KMXA-FM

Minot, North Dakota; United States;
- Broadcast area: Minot, North Dakota
- Frequency: 99.9 MHz
- Branding: Mix 99.9

Programming
- Format: Adult contemporary

Ownership
- Owner: iHeartMedia, Inc.; (iHM Licenses, LLC);
- Sister stations: KCJB, KIZZ, KRRZ, KYYX, KZPR

History
- First air date: 1983; 43 years ago (as KBQQ)
- Former call signs: KBQQ (1983–1996)
- Call sign meaning: "Mix"

Technical information
- Licensing authority: FCC
- Facility ID: 34996
- Class: C1
- ERP: 100,000 watts
- HAAT: 142 meters (466 ft)

Links
- Public license information: Public file; LMS;
- Webcast: Listen Live
- Website: mix999fm.iheart.com

= KMXA-FM =

KMXA-FM (99.9 FM, "Mix 99.9") is an adult contemporary radio station in Minot, North Dakota, owned by iHeartMedia, Inc. During the Christmas season "Mix 99.9" plays continuous Christmas music. The station transitions to playing continuous Christmas music during the holiday season.
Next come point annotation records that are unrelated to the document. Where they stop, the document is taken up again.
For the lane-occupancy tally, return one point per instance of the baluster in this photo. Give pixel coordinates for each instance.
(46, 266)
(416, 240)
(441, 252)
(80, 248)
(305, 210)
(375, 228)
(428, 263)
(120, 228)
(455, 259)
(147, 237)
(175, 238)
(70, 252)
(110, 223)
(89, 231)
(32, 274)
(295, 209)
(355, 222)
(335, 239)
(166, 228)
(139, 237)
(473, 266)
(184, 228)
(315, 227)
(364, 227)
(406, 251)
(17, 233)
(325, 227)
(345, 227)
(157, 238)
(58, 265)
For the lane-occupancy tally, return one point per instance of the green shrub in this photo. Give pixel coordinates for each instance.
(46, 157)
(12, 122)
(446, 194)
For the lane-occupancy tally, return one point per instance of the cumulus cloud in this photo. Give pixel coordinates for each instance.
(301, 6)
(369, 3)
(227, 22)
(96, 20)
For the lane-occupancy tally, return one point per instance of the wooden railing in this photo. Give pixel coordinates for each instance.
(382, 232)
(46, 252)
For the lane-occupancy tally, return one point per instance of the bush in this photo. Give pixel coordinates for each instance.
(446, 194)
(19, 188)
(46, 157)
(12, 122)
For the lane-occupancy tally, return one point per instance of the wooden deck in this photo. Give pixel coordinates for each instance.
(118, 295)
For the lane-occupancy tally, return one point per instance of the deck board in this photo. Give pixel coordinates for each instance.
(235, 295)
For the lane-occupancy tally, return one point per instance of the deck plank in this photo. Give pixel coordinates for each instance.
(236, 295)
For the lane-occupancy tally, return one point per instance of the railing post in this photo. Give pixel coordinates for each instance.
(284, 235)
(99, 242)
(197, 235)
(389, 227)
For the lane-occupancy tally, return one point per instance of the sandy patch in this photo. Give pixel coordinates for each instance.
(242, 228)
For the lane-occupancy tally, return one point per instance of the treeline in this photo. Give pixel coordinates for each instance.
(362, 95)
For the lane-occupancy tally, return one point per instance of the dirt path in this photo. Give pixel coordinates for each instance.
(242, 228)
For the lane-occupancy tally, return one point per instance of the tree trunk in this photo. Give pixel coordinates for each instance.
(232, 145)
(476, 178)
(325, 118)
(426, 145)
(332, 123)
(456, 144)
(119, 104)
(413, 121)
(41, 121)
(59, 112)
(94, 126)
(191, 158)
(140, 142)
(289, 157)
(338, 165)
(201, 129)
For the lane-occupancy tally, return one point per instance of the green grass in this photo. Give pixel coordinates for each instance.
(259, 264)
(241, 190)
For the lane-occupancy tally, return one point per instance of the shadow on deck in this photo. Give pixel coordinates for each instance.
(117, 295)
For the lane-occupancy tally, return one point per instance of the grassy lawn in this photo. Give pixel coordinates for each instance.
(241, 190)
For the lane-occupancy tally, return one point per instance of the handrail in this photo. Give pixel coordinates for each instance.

iHeartMedia also owns and operates KCJB 910, KRRZ 1390, KIZZ 93.7, KYYX 97.1 and KZPR 105.3 in Minot.

==History==
KMXA-FM first signed on the air in 1983. The station's initial call sign was KBQQ before it was changed to KMXA-FM. The General Manager for the station in 1990 was Allison Bostow

The station's broadcasting facilities are located at 1000 20th Ave. SW in Minot. The station is owned by iHeartMedia, Inc., through its licensee iHM Licenses, LLC, and is part of the company's cluster serving the Minot market KMXA-FM was included in the proposed 2007 sale of 185 Clear Channel (now iHeartMedia) radio stations to GoodRadio, LLC . The deal was ultimately terminated due to financing issues, resulting in KMXA-FM remaining under iHeartMedia ownership.